Unfortunately, there’s an error in there. The press release should say: “the infants showed activation in the temporal part of the brain, Wernicke’s area, that is responsible for listening and understanding speech.” The second mention of Broca’s area implies correctly that Broca’s area is the main area involved in speaking (and the article earlier says this explicitly) not listening. Broca’s area is also in the frontal lobe not the temporal lobe, where Wernicke’s area is located.

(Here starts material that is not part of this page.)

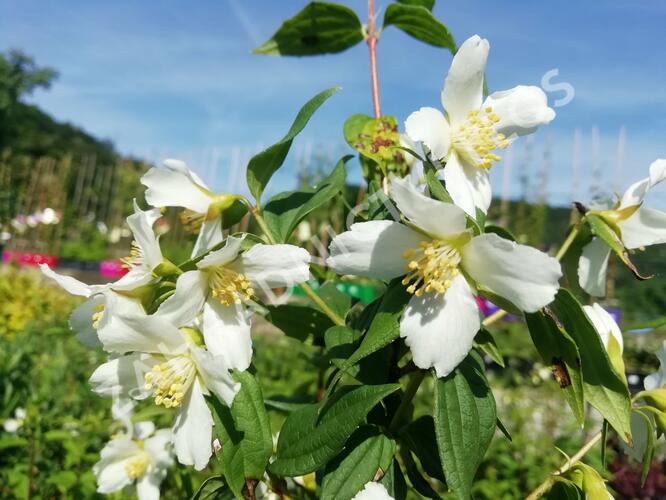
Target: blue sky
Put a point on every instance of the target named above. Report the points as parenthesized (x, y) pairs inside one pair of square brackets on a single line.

I’m curious what a larger study of babies, with a greater number of test subjects and a greater range of ages (and nationalities beyond just Finnish), would show. At or soon after twelve months of age, a lot of babies are speaking some single words with the purpose of communicating whole ideas (holophrastic speech), so I think the brain connection between reception and production is probably (typically) earlier than twelve months. Having newborn, six months, and twelve months for subject ages is understandable for an early study, but at that period there are huge developmental leaps. Let’s await further research.